Keywords: Diagnostics; Folate receptor; Inflammatory diseases; Macrophage; Therapeutics.

Figure 1. (A) Structure of a folate conjugate. Folate conjugates consist of three major parts: folic acid, which binds with the folate receptor (FR) on target cells, a linker, which connects folate and the imaging/drug agent, and the imaging/drug agent that is necessary for diagnosis and therapy of folate receptor-positive cells in human diseases. (B) FR-mediated endocytosis of folate conjugate. Folate conjugates bind with FRs expressed on various types of cancer cells and activated macrophages, and enter the cells by receptor-mediated endocytosis. Endocytosed folate conjugates in endosomes are then fused with lysosomes inside the cells, and the conjugated agent is released from folate into the cells. After releasing folic acid and the conjugated agent, folate receptors are transported to the cell membrane and recycled to bind with further folate conjugate. (C) Structure of ^99mTc-EC20. ^99mTc-EC20 consists of two parts: an FR binding moiety (folic acid) and a chelating moiety that forms a pocket to chelate ^99mTc.

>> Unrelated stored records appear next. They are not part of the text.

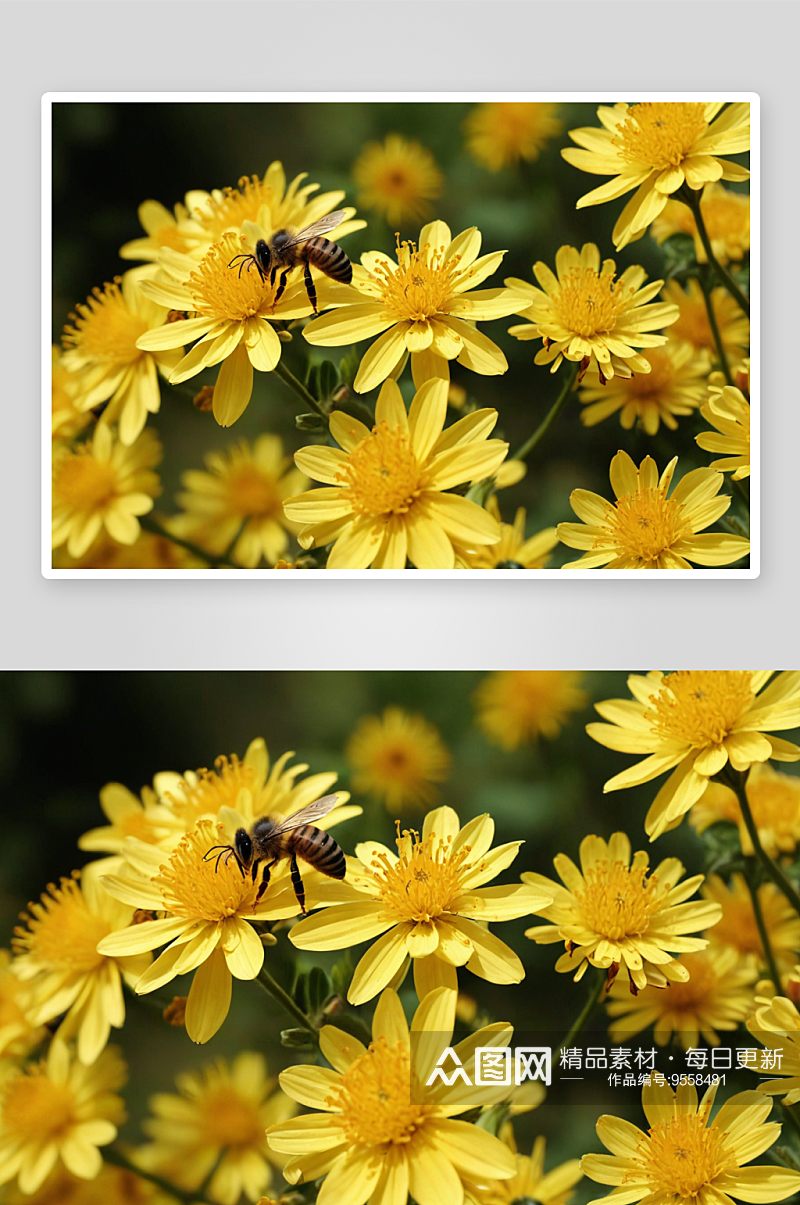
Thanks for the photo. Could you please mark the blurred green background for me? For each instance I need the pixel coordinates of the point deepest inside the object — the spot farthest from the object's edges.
(64, 735)
(107, 158)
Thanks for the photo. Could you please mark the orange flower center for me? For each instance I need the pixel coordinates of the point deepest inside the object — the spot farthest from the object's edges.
(659, 134)
(382, 472)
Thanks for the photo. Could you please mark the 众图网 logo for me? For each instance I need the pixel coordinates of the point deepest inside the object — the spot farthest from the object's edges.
(495, 1067)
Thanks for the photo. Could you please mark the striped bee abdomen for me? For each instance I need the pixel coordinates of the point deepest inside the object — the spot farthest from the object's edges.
(319, 850)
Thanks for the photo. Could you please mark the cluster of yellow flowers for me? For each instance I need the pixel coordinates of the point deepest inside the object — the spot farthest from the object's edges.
(181, 871)
(401, 486)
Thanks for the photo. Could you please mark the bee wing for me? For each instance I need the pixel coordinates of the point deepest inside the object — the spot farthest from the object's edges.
(322, 227)
(309, 815)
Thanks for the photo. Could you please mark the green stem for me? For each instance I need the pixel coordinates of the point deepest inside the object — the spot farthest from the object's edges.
(189, 1197)
(550, 418)
(693, 201)
(774, 871)
(583, 1016)
(289, 378)
(287, 1003)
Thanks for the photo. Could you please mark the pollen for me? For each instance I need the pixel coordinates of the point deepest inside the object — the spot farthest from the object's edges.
(62, 932)
(382, 472)
(204, 891)
(660, 133)
(700, 707)
(105, 329)
(682, 1156)
(375, 1098)
(617, 900)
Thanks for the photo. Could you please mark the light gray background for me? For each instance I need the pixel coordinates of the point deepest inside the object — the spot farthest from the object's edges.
(435, 45)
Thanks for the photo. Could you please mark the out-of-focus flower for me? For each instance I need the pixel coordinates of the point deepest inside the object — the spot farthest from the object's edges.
(616, 913)
(398, 178)
(425, 901)
(586, 316)
(517, 705)
(398, 758)
(500, 134)
(694, 722)
(643, 528)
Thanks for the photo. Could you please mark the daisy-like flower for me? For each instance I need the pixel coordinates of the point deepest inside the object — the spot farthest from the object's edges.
(398, 758)
(513, 551)
(716, 998)
(382, 1132)
(104, 483)
(588, 317)
(513, 706)
(58, 960)
(682, 1158)
(775, 803)
(241, 485)
(530, 1182)
(737, 929)
(615, 913)
(729, 413)
(656, 147)
(57, 1111)
(103, 351)
(727, 221)
(386, 500)
(675, 386)
(693, 722)
(215, 1127)
(647, 529)
(233, 321)
(398, 178)
(427, 903)
(422, 305)
(500, 134)
(693, 327)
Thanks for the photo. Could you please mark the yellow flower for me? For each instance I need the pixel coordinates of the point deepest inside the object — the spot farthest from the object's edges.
(530, 1182)
(656, 147)
(675, 384)
(104, 485)
(727, 219)
(694, 722)
(586, 316)
(387, 498)
(425, 903)
(398, 758)
(422, 306)
(615, 913)
(58, 960)
(643, 528)
(215, 1127)
(692, 325)
(241, 485)
(737, 928)
(59, 1110)
(716, 998)
(518, 705)
(233, 324)
(513, 551)
(104, 353)
(775, 803)
(382, 1133)
(396, 178)
(500, 134)
(683, 1158)
(729, 413)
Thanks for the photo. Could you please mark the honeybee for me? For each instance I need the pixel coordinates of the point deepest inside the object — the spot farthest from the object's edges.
(286, 251)
(271, 839)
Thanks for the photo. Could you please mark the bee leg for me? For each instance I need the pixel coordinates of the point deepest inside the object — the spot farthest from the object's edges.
(310, 287)
(296, 882)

Figure 2. (A) Folate receptor (FR)-targeted immunotherapy by antibody-dependent cellular cytotoxicity (ADCC) by NK cells and macrophages. A folate-hapten conjugate binds with the FR on target cells, and antibodies specific for the hapten directly bind with the hapten on the conjugate. Macrophages and NK cells then recognize the antibody through their Fc receptors and kill the target cells by ADCC. (B) FR-targeted immunotherapy by complement-dependent cellular cytotoxicity (CDC). A folate-hapten conjugate binds with the FR on target cells and antibodies specific for the hapten bind directly to it. Complement components then bind to the antibody, and this binding activates complement cascades, followed by the formation of a membrane attack complex (MAC) at the surface of the target cells, which leads to cell death.